Mao se quedó mirándolo en silencio y aflojando los puños. Ella tenía claro lo que quería para ellos, pero no sabía si él decía o no la verdad. ¿Realmente él había ido a buscarla? Entrecerró los ojos mientras pensaba qué hacer. Quería estar con él, de eso no tenía duda, pero… ¿podría volver a confiar en él? Sin embargo, al saber que el artífice de todo eso había sido su tío, una furia le recorrió el pecho. Cerró los ojos, suspiró y, al abrirlos, vio a Sendoh quería sentarse en el filo de la cama.

- ¿Qué haces? – Le preguntó ella con las manos en la cintura.

-Necesito abrazarte, Mao. O te acercas tú o lo hago yo. Pero yo no me quedo sin poder tocarte ni un minuto más.

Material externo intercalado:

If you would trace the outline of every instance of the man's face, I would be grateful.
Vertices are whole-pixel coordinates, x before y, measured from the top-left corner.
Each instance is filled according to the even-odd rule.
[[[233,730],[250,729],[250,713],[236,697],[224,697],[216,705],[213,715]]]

-Quédate quieto, Akira, o empeorarás – se acercó a él y se sentó en el filo. – Por favor. No quiero pasar por lo mismo. He estado muy preocupada por ti estos días – le cogió una mano entre las suyas.

-Te quiero, Mao. No lo dudes nunca – le dijo apretándole la mano que ella tenía cogida.

-Yo también te quiero, Akira – le sonrió y se tumbó a su lado. Apoyó la cabeza en su hombro y lo abrazó por el abdomen. – Prométeme que no pasará lo mismo. No quiero que decidas cosas sin hablarlo antes conmigo y menos si nos afecta a los dos.

-Lo prometo, amor – le dedicó hermosa sonrisa, la cual sólo le mostraba a ella. Mao levantó un poco la cabeza para mirarlo y le devolvió la sonrisa. – Mao… durante estos días, he estado pensando algo para que te puedas venir definitivamente conmigo a Kanagawa.

- ¿En qué? – Le puso una mano sobre el pecho, mientras que él le acariciaba el brazo.

-Cásate conmigo – le dijo con el rostro serio, haciendo que Mao abriera los ojos, sorprendida.